There is an overarching purpose but I never understood it. What was leftover for me to consume had a gritty taste.
- There was the ambiguous concept of ‘doubles’ which weighed down the entire plot.
- I strongly disliked the chapter where Elsa is teaching a transgender child, which I see as quickly becoming a trope in female literary fiction (Miranda July, I am looking at you). I am finding that these segments are completely unemotional and never add any tension. It’s always an underdeveloped side plot that distracts with its focus on pronouns. Authors must think the idea of a transgender character is novel enough that they can just change a few pronouns and call it a day.
- The context of most of the novel was emerging from COVID lockdowns, though the scars of the pandemic are still easily visible. Ugh. My thoughts on this are known already. There’s nothing that slows the pacing of a novel down quite like explaining who is masked and who is not.. “My face was masked. He did not wear a mask because it hindered his breathing. I reached for his hand. Andrew was also unmasked.”
- The music jargon was exhausting. Levy’s audience are not classical musicians, we are females stuck in one place, dreaming of being in another. All this jargon was just more work at the end of a day that had enough work already stacked into it.
- The lascivious writing didn’t hit right. The metaphors were weirdly sexual when they really didn’t need to be. When Miranda July does it, it sort of works, because her books revolve around unexpected sexual encounters and are more light-hearted in general, so eccentricities don’t jar as much. Levy is a more serious writer, ala Rachel Cusk, and it just help her cause to be talking about keys and keyholes fucking.
It took a while to unlock the front door to my flat with a key that resembled a screwdriver. I had to press it into the lock and then plunge it further in again, not once but twice, as if it were a door with fathomless depths and the key was having sex with it.
The most keenly drawn sections of this novel were the parts that take place in reality. They had nothing to do with past lives or doppelgangers. An example is Elsa’s diving trip for sea urchins in one of her spare days in Athens. Elsa’s newly introduced boat-friend Tomas assists her post-dive:
My right hand was resting on his lap and I felt his erection.

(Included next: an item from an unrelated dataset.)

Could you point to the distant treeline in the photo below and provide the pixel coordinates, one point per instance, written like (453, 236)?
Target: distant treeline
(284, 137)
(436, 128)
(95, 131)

It was exciting, the spines being pulled from my fingers and his desire.
I felt like I could finally feel Elsa emerging when she was with these assorted male side-characters that are roughly her age. Unlike Elsa, these men are not endlessly questioning their identity, and they have full confidence that the world will accommodate their choices. When parted from them, Elsa floated off into the never-never, furtively hiding in delusions of a doppelganger
I struggled through August Blue. Can someone please explain to me what it all meant, so I can pretend it was worth it?